Thomas acknowledged Dominion has purchased power it has needed every year since 2000.
“The artificial restriction on power purchases cut off potentially cheaper compliance options, so as of right now we simply have no idea what the cheapest CPP compliance options are,” Cleveland said.
After weeks of hundreds of discovery requests by the advocates, Commission staff and the state Attorney General’s office, Cleveland said he is “hopeful the order will require Dominion, at a minimum, to model compliance with the same levels of imports they historically have had.”
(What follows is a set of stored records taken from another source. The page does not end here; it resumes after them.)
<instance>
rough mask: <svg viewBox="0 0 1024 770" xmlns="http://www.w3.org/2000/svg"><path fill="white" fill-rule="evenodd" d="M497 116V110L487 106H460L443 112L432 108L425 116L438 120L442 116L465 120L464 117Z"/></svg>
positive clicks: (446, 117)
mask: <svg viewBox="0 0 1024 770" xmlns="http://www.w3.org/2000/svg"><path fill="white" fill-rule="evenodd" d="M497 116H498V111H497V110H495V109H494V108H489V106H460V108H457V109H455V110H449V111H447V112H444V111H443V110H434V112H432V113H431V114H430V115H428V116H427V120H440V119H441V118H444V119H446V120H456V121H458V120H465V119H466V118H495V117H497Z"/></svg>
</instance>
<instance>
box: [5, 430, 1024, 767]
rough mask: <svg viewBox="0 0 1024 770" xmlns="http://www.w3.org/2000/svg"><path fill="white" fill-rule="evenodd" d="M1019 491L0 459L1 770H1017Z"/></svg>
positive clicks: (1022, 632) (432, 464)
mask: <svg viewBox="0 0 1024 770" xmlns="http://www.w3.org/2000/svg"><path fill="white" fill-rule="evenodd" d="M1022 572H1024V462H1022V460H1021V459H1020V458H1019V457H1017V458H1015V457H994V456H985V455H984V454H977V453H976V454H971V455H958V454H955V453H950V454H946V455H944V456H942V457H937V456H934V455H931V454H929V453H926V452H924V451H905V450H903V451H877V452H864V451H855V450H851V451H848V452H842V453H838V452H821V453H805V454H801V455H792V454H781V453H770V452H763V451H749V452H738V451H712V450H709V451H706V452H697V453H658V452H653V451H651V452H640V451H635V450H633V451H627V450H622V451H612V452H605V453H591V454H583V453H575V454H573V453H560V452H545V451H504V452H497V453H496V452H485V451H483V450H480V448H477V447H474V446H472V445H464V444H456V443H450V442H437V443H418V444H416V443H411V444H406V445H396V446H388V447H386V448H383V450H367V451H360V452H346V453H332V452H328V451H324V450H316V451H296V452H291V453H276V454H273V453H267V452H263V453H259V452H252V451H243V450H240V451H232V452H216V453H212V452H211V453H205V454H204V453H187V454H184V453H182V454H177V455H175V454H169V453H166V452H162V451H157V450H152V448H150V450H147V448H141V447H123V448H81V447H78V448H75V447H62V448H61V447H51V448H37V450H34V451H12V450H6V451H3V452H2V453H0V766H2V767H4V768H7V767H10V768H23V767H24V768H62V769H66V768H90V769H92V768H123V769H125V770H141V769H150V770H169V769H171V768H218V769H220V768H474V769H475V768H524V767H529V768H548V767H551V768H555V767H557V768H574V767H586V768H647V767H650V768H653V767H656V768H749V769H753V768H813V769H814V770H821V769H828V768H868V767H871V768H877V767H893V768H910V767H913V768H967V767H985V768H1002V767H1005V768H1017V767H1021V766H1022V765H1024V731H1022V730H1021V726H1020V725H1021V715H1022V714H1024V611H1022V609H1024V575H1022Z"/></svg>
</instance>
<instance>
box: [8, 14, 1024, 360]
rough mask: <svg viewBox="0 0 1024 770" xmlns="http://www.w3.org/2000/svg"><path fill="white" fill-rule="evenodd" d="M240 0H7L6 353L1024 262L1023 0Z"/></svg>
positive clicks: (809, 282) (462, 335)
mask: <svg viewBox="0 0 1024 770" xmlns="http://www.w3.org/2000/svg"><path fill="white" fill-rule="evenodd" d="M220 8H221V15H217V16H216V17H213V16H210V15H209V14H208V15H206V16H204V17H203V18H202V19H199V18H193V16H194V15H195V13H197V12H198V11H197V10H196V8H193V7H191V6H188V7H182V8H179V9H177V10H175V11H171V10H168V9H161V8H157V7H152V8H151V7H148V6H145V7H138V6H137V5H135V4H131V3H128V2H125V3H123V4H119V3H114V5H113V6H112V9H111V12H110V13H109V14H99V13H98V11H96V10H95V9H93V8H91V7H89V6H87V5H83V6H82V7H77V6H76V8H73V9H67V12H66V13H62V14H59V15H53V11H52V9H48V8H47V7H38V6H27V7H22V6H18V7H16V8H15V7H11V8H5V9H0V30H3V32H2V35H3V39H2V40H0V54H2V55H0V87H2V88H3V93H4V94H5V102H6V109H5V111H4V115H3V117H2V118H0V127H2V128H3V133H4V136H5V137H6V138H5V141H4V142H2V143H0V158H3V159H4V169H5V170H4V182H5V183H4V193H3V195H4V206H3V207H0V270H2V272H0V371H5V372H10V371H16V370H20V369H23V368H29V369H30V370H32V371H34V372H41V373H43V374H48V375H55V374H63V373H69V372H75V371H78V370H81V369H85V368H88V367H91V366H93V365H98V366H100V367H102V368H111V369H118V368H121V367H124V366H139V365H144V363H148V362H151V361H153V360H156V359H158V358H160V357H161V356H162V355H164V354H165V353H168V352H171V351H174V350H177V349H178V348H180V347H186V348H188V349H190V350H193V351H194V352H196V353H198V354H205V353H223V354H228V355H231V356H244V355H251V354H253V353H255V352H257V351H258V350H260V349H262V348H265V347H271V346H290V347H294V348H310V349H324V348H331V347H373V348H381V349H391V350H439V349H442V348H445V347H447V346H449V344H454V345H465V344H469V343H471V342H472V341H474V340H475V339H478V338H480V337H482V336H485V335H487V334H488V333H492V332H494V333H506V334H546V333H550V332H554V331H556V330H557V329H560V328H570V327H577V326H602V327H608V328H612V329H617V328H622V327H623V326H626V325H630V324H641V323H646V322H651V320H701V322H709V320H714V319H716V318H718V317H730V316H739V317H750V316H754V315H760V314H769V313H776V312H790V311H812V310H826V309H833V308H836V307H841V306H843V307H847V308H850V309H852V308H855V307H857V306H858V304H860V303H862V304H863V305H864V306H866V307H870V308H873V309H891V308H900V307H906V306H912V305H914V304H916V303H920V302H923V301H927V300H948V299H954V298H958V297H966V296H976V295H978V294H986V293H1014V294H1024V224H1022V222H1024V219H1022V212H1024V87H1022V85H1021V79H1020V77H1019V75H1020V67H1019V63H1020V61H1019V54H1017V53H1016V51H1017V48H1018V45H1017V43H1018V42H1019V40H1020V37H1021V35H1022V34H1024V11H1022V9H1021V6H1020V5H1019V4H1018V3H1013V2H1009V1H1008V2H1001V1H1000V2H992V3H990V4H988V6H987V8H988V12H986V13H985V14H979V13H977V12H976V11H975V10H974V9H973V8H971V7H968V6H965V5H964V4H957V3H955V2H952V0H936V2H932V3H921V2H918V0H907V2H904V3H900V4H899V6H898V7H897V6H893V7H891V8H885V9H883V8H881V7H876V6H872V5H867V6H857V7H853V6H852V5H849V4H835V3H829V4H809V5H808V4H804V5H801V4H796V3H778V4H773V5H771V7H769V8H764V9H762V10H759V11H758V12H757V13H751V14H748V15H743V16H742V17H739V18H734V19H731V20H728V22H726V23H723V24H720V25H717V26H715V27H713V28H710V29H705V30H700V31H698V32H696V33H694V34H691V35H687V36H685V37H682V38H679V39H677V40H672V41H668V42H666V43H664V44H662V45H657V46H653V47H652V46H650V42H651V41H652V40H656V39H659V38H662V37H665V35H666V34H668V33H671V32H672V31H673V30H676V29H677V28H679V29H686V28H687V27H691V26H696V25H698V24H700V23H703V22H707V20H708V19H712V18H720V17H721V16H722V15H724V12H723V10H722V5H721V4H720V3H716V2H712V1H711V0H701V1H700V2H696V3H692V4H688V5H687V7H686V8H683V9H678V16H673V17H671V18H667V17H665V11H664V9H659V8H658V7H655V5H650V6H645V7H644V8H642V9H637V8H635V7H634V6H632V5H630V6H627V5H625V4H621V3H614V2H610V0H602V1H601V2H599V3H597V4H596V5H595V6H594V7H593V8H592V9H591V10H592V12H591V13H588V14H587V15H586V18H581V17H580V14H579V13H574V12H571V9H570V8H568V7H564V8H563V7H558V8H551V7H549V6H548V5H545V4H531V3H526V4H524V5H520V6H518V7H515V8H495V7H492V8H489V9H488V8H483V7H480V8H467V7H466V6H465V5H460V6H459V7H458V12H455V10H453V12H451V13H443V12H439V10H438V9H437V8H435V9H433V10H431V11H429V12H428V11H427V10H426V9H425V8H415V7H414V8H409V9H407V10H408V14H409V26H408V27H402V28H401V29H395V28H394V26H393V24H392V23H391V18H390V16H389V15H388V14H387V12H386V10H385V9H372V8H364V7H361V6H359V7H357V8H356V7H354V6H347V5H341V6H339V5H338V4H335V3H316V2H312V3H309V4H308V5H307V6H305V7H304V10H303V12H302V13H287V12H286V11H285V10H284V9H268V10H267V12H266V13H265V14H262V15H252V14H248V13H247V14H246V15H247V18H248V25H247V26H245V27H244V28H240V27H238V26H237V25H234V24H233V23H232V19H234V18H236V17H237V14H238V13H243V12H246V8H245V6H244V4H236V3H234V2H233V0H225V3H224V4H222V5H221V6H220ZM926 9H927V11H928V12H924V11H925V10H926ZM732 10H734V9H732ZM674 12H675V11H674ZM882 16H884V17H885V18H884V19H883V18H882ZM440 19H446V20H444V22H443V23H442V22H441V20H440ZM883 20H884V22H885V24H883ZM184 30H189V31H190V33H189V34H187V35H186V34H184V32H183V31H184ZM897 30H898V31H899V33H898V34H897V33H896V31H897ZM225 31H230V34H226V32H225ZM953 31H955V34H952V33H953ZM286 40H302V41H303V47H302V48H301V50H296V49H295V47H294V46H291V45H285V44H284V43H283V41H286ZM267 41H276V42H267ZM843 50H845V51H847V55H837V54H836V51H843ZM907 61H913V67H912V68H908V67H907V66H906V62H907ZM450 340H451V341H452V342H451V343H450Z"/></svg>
Karl Rábago, executive director of the Pace Energy and Climate Center in New York and a respected solar analyst, said Dominion “inflated the cost of solar using a ‘proxy’ cost for grid upgrades that radically alters how the model selects solar resources.”
Rábago testified that the only scenario that Dominion asserted could meet its emissions cap under the CPP was $1.5 billion more expensive than a model it ran but did not disclose — which did not involve any nuclear but instead on a mix of natural gas and solar — until compelled to do so under discovery proceedings. He said Dominion rejected his scenario “as too ‘risky’ without actually running the comprehensive risk analysis they ran on all other (scenarios).”
Botkins rebutted Rábago’s testimony, saying he did not include the cost of upgrading its transmission network and backup generating sources to accommodate its modest, but now growing, portfolio of solar energy systems.
Rábago asserted that the charge Dominion used – of $390 per kilowatt – “was way out of the range of reasonableness” and “means that the IRP (scenario) selected even less solar than it would have had fair costs been included.”
Bob Thomas, who is managing Dominion’s IRP and is its Director of Energy Markets Analysis, defended the $390-per-kilowatt figure. He claimed for every 1,000 megawatts of solar added and its intermittent availability, Dominion needs to back it up with 450 megawatts of natural gas-fueled combustion turbines.
Rábago was quick to add that he’s been challenging Dominion’s solar integration costs in at least three IRPs. “My point is that the company is supposed to take a hard look at resources and their costs and benefits. They have not,” Rábago said.
Botkins said Dominion will “develop new planning processes and tools to better quantify renewable energy integration costs … in future IRPs.”
Energy efficiency consultant Jeffry Loiter said Dominion neglected to “properly study alternative rate designs” that would integrate efficiency options into meeting future power demand. But Dominion replied that characterization “was not shared by Commission staff” and that it offered alternative rate designs in the current and previous IRPs.
Dominion claims demand throughout its service territory in Virginia will grow by about 1.5% per year. But independent economist James Wilson challenged that in testimony, saying demand has been relatively flat for the past decade. Much of that is widely attributable to the 2008-2010 recession but more recently to companies boosting investments in energy efficiency.
Power demand from the increasing number of data centers in Northern Virginia is growing, Wilson acknowledged. But some data center operators – companies such as Amazon, Facebook and Google – are choosing to power their operations with renewable sources either in Virginia or elsewhere in the PJM power grid that Dominion operates in.
Dominion’s application for a combined construction and operating license at the Nuclear Regulatory Commission for a third reactor at its North Anna complex in central Virginia – its fifth system-wide – could be issued as early as next March, according to Thomas.
With that in hand, Virginia regulators are expected to decide whether the utility can proceed and if, as a least-cost option, adding a fifth reactor will, or won’t, adversely impact ratepayers and whether it is needed to maintain system reliability.
The Commission is expected to weigh in on the integrated resource plan by Dec. 1.